News last week that Twitter itself was being sued by an Australian man could change our entire approach to social networking. QUT law lecturer Peter Black explains the legal issues involved.
Picture by Wilson Afonso
Twitter is being sued for defamation by a Melbourne man who was wrongly identified as the author of a “hate blog” directed at writer and TV personality, Marieke Hardy.
Hardy posted a tweet last year to “name and shame” Joshua Meggitt, the Melbourne man she incorrectly identified as the blog’s author, leading Meggitt to sue Twitter for defamation.
While Meggitt and Hardy have already apparently reached a (confidential) legal settlement, the broader issue of Twitter’s moral culpability and legal responsibility for allegedly defamatory tweets has now been brought sharply into focus.
This is the first time under Australian law Twitter has been sued for defamation, and it raises three interesting legal questions with respect to the liability of online intermediaries or platforms, such as Twitter, Facebook and YouTube.
1) It represents an application of the High Court’s reasoning in the case of Australian businessman Joseph Gutnick vs. the Dow Jones publishing firm. In that case, the High Court held that a cause of action for defamation arises in all places of publication. (That is, just because the Dow Jones is based in the US, it doesn’t mean Gutnick couldn’t bring the case to an Australian court.)
So even though Twitter is based in Silicon Valley, it can potentially be held liable for publication in Australia. This decision, while accepted law in Australia, has been very contentious overseas, particularly in the United States.
2) The case highlights the issue of whether disclaimers in the terms and conditions of various websites, such as the one on Twitter, provide legal immunity.
While such disclaimers will likely provide some protection, they will not provide absolute legal protection in all situations. Meggitt also has a strong argument in saying the terms and conditions will not protect Twitter against claims made by non-Twitter users.
3) It is one of the first cases in which the platform – in this case Twitter – rather than the person that actually made the defamatory comment has been sued.
This is novel because, in the United States, section 230 of the Communications Decency Act provides immunity from liability for providers and users of an “interactive computer service” who publish information provided by others.
In Australia we do not have an equivalent immunity for platforms such as Twitter, Facebook or even Google. In Australia, platforms will have to rely on either the defence of innocent dissemination or schedule 5, clause 91 of the Broadcasting Services Act 1992 to avoid liability.
While both these provisions will clearly apply to internet service providers, they are unlikely to extend to provide immunity to platforms such as Twitter or Facebook. That means that, under Australian law, it is possible that platforms such as Twitter and Facebook could be held liable for posts made by their users.

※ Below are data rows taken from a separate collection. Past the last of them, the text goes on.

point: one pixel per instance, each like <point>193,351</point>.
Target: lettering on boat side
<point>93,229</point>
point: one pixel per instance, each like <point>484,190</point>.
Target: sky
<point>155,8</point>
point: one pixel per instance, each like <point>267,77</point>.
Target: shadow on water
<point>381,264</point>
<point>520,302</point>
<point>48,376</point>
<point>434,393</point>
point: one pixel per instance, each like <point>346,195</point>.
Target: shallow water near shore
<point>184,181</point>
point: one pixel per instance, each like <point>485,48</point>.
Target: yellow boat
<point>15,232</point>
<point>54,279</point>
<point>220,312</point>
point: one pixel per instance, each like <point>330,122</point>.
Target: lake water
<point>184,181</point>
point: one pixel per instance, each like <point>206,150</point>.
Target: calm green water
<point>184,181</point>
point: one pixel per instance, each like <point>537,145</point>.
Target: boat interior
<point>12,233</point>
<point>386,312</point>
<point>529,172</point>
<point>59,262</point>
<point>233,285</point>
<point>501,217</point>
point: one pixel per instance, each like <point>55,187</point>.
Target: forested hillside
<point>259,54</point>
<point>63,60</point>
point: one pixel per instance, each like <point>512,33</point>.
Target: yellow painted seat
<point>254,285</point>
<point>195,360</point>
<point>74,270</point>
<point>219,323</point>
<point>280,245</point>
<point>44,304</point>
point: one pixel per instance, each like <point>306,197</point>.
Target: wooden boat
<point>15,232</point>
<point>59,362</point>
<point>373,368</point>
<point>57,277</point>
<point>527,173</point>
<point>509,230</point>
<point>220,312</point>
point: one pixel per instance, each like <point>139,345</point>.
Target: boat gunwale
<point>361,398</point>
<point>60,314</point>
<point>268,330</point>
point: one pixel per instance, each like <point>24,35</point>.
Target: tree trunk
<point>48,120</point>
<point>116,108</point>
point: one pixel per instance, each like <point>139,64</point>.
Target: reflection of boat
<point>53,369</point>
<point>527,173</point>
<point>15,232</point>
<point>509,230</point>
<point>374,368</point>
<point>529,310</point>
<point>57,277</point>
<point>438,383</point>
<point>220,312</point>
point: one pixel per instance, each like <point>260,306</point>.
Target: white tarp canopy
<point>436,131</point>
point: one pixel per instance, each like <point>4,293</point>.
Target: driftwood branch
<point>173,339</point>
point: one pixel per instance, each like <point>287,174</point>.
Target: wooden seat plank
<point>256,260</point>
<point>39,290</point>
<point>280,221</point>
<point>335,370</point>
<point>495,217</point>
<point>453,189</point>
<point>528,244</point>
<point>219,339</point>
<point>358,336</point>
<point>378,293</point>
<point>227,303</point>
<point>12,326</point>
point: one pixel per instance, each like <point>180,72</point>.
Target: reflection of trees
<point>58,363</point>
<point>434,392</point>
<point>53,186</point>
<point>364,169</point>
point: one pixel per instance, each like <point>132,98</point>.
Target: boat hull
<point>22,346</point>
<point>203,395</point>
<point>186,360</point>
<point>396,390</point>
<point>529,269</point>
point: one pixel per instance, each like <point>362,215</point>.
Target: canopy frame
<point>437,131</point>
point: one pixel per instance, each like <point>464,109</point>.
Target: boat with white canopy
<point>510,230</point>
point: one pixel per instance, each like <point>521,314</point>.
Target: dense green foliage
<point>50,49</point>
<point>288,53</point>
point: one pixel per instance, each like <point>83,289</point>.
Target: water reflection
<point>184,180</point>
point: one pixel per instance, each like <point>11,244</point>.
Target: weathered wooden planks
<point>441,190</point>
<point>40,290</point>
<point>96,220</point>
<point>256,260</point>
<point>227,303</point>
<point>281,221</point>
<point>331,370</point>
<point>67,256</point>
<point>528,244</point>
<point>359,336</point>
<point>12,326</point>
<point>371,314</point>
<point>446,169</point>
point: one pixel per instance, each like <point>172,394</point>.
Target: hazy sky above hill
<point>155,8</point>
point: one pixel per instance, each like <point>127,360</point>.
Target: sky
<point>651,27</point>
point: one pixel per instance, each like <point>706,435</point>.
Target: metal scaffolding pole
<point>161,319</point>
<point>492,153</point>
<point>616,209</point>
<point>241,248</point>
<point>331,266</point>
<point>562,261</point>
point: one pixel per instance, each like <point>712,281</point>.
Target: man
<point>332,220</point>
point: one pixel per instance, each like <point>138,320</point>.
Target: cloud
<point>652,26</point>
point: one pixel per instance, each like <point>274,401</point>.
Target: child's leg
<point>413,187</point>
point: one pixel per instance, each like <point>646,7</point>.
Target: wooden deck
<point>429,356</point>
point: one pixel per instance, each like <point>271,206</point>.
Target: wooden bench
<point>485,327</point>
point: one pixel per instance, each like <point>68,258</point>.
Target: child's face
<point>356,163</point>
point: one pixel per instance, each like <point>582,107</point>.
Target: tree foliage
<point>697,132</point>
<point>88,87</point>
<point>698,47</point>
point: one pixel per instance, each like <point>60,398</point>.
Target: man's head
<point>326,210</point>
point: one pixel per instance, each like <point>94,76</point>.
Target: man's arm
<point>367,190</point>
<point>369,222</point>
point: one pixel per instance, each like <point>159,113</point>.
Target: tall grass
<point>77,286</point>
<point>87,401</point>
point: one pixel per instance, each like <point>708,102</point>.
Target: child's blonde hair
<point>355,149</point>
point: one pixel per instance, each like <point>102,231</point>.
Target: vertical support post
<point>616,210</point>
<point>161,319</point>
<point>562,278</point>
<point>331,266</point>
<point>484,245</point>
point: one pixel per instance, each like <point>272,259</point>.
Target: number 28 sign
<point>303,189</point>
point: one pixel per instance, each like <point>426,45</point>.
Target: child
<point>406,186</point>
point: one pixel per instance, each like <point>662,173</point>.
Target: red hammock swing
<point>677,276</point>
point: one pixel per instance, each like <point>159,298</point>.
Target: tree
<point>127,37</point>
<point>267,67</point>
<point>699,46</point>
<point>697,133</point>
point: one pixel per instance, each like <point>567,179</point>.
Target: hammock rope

If that is indeed the result in this case, Australian defamation law will need urgent reform. Online intermediaries and platforms should not be held liable for the actions of their users.
It is simply not practically possible for these platforms to filter all the content posted to these sites. If the law did require platforms to do so, they would either be forced to pass the considerable costs of doing so on to their members, withdraw from Australia altogether or change the very nature of their platform.
Moreover, if Australian law did place this burden on platforms, such a regulatory framework would be a powerful disincentive to innovative new services being developed and based in Australia.
The simple solution could be that, where defamation takes place on the internet, the individual who posted those defamatory remarks should be held responsible. Alternatively, if the legislature wishes to impose an additional level of liability upon online intermediaries and platforms, it should do so only where such an intermediary and platform fails to take account of a defamatory comment once they have been given notice.
A notice and takedown regime has similar antecedents in existing legal frameworks. With respect to copyright, the US Online Copyright Infringement Liability Limitation Act (a part of the DMCA) and section 116AG of the Australian Copyright Act 1968 limits, in certain circumstances, the remedies available against carriage service providers to taking down infringing material, terminating a specific account and/or disabling access to an online location outside Australia.
With respect to defamation, Australia already has detailed provisions for offers to make amends. A scheme of this nature has the potential to protect an individual’s legal interests while fostering collaborative communication on the internet. It is a potential reform that deserves further consideration.
In essence, the law is still struggling to keep up with rapid advances in technology over the past few decades, and this case has the potential to expose some weaknesses in Australia’s existing defamation law with respect to online intermediaries and platforms.